After exporting each of these files to a .csv format, we have our source data for Gephi. In Part 2 our focus will shift to creating the network in Gephi.
Ego networks are an interesting concept within the realm of network visualization using graph analysis, as they allow us to easily see direct connections within the network of a particular individual. Using Gephi, we can navigate large networks using this technique, which enables us to filter and view only those connections relevant to our current criteria. All remaining nodes and edges are simply filtered out from a visual perspective, giving a very clean look at individual networks. The ego network can be set to a depth of 1 if the goal is to show only direct connections, or to 2 or even 3 if our goal is to see the so-called “friends of friends” via indirect connections.
My latest venture uses a network of all MLB players between 1901 and 2015, which consists of a somewhat unwieldy mass of nearly 17,000 players with close to 1.2 million connections. Even when we cluster the results using Gephi’s modularity class option, it is still a difficult network to navigate, both from a visual perspective and a resource allocation viewpoint. Here’s a view of the network as a whole:
While the modularity class coloring helps identify groups of related players, there is an awful lot of small detail that is not easily discerned, and the graph is computationally expensive, often crashing my version of Gephi if I try to do too many things with the full graph. Fortunately, ego networks are a great way to filter the data for greater understanding of some of the details within the network.
Using the ego network option as a filter, I am able to view the individual network of any player in the graph with ease. Here’s a look at my settings for the Miguel Cabrera ego network, and the resulting network, which is now a very manageable 300 nodes and 11k edges:
With a little editing in Gephi, such as increasing the size and adjusting the color for the central node, I can easily create a series of ego networks that can later be exported to a JSON format for use with Sigma.js. These can then be turned into interactive web-based networks quite easily. Here, we change the existing node settings so that the Cabrera node stands out in the graph.

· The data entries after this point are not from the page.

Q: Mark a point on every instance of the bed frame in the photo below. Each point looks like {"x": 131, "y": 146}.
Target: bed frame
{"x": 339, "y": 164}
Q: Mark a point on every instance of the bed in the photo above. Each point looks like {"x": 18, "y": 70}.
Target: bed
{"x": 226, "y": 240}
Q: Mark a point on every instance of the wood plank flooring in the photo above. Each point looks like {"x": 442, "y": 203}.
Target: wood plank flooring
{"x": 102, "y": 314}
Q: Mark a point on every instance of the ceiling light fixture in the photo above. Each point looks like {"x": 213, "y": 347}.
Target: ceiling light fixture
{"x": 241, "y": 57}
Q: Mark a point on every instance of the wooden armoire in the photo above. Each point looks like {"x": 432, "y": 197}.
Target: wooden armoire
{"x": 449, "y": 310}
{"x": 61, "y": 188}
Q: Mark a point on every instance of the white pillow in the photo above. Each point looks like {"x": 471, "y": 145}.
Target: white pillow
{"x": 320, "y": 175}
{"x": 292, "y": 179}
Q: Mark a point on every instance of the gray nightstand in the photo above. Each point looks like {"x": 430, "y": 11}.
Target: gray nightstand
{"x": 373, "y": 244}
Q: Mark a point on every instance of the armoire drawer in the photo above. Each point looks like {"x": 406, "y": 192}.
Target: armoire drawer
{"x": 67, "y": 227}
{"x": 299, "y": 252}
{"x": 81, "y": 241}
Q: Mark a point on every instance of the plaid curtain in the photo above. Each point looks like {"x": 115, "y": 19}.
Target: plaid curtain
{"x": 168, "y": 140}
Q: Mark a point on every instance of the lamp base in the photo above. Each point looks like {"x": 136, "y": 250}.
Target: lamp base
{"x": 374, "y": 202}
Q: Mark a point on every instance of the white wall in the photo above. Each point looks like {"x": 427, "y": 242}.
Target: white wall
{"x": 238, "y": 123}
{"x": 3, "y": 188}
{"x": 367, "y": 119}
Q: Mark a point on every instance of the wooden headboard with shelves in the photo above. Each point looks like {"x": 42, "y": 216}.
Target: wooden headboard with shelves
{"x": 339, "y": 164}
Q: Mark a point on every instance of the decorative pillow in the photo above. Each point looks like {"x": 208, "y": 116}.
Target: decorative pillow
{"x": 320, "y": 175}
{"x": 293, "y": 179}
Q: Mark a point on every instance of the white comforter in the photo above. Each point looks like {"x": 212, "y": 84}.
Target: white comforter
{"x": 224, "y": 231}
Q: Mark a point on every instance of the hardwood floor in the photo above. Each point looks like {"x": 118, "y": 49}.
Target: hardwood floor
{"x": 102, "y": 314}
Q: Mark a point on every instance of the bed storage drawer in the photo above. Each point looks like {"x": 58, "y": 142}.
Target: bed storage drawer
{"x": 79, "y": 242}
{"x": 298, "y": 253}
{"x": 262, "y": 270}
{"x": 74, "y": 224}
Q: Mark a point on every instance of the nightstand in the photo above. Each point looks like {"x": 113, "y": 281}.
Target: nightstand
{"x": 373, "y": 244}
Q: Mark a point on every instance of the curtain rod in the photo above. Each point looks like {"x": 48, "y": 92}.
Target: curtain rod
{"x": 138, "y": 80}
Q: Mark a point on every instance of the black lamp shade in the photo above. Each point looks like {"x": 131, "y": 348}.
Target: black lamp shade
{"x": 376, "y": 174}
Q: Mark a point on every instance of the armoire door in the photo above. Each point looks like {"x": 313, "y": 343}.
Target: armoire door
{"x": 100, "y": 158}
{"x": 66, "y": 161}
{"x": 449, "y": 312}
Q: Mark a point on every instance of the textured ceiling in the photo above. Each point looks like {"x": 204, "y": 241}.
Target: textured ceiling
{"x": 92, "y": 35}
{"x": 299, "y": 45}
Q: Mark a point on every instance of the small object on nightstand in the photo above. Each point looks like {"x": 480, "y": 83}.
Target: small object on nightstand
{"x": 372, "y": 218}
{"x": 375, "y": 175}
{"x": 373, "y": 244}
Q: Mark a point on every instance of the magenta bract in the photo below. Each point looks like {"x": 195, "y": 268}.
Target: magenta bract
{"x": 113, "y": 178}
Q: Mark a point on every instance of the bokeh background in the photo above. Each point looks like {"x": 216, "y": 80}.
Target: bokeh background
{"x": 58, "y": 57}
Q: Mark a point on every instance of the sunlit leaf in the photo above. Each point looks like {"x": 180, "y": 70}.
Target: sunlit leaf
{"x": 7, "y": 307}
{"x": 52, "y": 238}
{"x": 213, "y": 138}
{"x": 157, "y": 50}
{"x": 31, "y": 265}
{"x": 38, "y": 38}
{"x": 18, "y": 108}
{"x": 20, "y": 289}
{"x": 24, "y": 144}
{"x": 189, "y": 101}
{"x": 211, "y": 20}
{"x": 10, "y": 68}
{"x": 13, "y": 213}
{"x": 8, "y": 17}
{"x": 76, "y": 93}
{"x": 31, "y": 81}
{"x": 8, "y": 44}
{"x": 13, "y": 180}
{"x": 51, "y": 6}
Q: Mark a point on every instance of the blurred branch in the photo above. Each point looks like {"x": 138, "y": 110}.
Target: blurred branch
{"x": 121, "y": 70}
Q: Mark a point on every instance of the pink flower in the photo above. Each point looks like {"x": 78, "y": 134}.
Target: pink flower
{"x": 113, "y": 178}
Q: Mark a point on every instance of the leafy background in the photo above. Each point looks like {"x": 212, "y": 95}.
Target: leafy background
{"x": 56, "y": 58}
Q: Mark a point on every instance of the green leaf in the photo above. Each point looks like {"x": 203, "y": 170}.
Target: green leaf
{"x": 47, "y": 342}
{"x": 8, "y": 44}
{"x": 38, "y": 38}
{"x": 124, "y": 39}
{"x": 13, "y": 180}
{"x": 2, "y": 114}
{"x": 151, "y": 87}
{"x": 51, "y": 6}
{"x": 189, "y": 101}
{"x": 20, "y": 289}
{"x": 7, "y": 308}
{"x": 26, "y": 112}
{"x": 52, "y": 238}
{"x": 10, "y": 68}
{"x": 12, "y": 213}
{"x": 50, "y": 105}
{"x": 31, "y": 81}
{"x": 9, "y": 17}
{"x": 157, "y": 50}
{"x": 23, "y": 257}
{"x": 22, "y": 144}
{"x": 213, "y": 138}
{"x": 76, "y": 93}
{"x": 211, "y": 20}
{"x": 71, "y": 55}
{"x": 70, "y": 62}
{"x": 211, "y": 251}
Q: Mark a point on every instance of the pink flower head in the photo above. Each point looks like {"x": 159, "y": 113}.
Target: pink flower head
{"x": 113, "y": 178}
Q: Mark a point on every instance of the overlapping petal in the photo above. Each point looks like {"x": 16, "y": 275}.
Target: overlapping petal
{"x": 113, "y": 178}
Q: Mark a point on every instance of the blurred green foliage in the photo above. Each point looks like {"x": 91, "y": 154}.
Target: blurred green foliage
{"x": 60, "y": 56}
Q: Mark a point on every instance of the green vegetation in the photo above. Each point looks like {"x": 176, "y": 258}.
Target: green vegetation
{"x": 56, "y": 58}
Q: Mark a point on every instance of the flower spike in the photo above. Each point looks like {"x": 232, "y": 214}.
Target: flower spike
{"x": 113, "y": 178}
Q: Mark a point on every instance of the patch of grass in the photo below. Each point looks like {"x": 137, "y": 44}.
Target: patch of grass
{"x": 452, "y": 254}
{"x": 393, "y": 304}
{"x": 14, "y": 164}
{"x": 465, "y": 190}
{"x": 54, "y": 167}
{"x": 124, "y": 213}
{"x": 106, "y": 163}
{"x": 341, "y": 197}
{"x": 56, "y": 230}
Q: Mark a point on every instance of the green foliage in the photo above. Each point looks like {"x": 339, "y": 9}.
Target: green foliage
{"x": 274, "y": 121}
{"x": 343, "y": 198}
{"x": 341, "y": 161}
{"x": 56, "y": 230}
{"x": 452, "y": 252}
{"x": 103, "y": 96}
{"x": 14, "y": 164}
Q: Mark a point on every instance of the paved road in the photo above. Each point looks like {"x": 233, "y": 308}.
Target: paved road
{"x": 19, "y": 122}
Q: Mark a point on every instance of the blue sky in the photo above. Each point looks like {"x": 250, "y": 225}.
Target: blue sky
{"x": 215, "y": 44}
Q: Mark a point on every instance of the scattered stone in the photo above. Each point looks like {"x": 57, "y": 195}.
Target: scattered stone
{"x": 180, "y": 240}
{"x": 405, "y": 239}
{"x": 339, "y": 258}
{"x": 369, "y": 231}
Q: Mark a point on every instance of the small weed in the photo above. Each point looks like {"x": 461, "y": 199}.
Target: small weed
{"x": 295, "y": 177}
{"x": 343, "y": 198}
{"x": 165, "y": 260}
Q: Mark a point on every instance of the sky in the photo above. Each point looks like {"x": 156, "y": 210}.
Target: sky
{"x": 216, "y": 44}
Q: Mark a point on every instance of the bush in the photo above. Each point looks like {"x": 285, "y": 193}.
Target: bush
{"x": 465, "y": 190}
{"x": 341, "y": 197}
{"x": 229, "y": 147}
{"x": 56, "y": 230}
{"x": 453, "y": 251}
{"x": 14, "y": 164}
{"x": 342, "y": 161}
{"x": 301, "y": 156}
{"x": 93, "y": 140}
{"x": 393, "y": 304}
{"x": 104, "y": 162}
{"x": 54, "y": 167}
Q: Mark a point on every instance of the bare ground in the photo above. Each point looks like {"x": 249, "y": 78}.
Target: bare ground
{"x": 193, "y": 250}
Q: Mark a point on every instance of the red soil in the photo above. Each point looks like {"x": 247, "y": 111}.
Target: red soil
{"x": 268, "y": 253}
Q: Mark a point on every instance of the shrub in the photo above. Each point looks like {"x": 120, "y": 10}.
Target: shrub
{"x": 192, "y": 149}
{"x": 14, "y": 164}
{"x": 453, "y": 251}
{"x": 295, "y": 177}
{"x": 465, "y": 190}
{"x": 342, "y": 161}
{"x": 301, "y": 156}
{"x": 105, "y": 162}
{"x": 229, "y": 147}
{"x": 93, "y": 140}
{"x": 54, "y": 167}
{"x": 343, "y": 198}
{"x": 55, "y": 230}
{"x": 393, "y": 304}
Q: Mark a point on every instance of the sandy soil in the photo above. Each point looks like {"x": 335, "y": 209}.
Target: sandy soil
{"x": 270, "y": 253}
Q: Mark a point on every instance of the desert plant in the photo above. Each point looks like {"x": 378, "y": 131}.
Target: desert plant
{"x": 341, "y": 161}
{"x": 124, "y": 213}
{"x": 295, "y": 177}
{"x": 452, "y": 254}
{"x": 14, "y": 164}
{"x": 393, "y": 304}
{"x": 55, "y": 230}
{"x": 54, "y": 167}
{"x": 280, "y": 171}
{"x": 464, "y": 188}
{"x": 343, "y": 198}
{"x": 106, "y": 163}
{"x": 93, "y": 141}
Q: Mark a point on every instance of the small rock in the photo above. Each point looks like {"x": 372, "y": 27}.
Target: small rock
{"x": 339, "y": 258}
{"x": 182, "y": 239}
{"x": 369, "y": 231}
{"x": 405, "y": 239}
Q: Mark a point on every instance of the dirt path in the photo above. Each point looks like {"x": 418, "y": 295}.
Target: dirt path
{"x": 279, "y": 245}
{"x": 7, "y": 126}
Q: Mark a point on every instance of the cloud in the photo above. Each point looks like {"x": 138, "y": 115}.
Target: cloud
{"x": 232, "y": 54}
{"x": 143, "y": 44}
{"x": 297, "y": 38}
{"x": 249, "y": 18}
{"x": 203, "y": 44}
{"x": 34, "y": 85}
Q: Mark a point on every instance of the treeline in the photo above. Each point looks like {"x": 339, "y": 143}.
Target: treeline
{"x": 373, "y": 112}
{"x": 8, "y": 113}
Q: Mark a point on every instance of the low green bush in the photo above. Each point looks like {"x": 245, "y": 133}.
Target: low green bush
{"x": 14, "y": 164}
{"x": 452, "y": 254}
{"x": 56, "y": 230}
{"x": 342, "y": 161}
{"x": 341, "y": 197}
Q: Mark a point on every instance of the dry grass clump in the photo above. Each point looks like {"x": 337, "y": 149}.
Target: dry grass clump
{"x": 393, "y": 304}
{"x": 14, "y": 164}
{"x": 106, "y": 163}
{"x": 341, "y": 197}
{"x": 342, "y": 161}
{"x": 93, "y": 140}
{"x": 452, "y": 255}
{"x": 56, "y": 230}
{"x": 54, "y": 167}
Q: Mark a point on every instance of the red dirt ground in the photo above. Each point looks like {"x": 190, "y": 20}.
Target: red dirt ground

First, we locate Cabrera’s record in the data worksheet, and then select the node edit menu option:
This then takes us to the node properties, where size and color can be edited:
If this step causes some overlap in the graph, we can easily run the Noverlap layout algorithm to optimize graph spacing. Here’s a view of the completed Cabrera network after using Sigma.js and tweaking a few of the config settings:
As of now, there are five of these ego networks available for viewing on the visual-baseball site. They can be found here. I promise more to come in 2017 as time permits. Update – 25 networks as of 1/15/2017.